Reputation: 2097
Hadoop 2.7 is installed at /opt/pro/hadoop/hadoop-2.7.3
at master, then the whole installation is copied to slave, but different directory /opt/pro/hadoop-2.7.3
. I then update the environment variables (e.g., HADOOP_HOME, hdfs_site.xml for namenode and datanode) at slave machine.
Now I can run hadoop version
at slave successfully.
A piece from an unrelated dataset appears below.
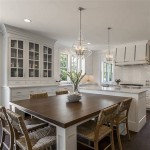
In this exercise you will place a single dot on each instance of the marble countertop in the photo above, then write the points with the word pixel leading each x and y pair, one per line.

However, in the master, start-dfs.sh
fails with message:
17/02/18 10:24:32 WARN util.NativeCodeLoader: Unable to load native-hadoop library for your platform... using builtin-java classes where applicable
Starting namenodes on [master]
master: starting namenode, logging to /opt/pro/hadoop/hadoop-2.7.3/logs/hadoop-shijiex-namenode-shijie-ThinkPad-T410.out
master: starting datanode, logging to /opt/pro/hadoop/hadoop-2.7.3/logs/hadoop-shijiex-datanode-shijie-ThinkPad-T410.out
slave: bash: line 0: cd: /opt/pro/hadoop/hadoop-2.7.3: No such file or directory
slave: bash: /opt/pro/hadoop/hadoop-2.7.3/sbin/hadoop-daemon.sh: No such file or directory
Starting secondary namenodes [0.0.0.0]
0.0.0.0: starting secondarynamenode, logging to /opt/pro/hadoop/hadoop-2.7.3/logs/hadoop-shijiex-secondarynamenode-shijie-ThinkPad-T410.out
17/02/18 10:26:15 WARN util.NativeCodeLoader: Unable to load native-hadoop library for your platform... using builtin-java classes where applicable
The hadoop uses the HADOOP_HOME
of master(/opt/pro/hadoop/hadoop-2.7.3
) at slave, while the HADOOP_HOME
at slave is /opt/pro/hadoop-2.7.3
.
So should the HADOOP_HOME be the same across nodes when installation?
.bashrc
export JAVA_HOME=/usr/lib/jvm/java-7-openjdk-amd64
export PATH=$PATH:/usr/lib/jvm/java-7-openjdk-amd64/bin
export HADOOP_HOME=/opt/pro/hadoop-2.7.3
export HADOOP_CONF_DIR=$HADOOP_HOME/etc/hadoop
export HADOOP_MAPRED_HOME=$HADOOP_HOME
export HADOOP_COMMON_HOME=$HADOOP_HOME
export HADOOP_HDFS_HOME=$HADOOP_HOME
export YARN_HOME=$HADOOP_HOME
# Add Hadoop bin/ directory to PATH
export PATH=$PATH:$HADOOP_HOME/bin
hadoop-env.sh
# The java implementation to use.
export JAVA_HOME=/usr/lib/jvm/java-7-openjdk-amd64
At slave server, $HADOOP_HOME/etc/hadoop has a file masters:
xx@wodaxia:/opt/pro/hadoop-2.7.3/etc/hadoop$ cat masters
master
Upvotes: 2
Views: 1018
Reputation: 18300
No, Not necessarily. But if the paths are different among the nodes, then you cannot use the scripts like start-dfs.sh
, stop-dfs.sh
and the same for yarn
. These scripts refer the $HADOOP_PREFIX
variable of the node where the script is executed.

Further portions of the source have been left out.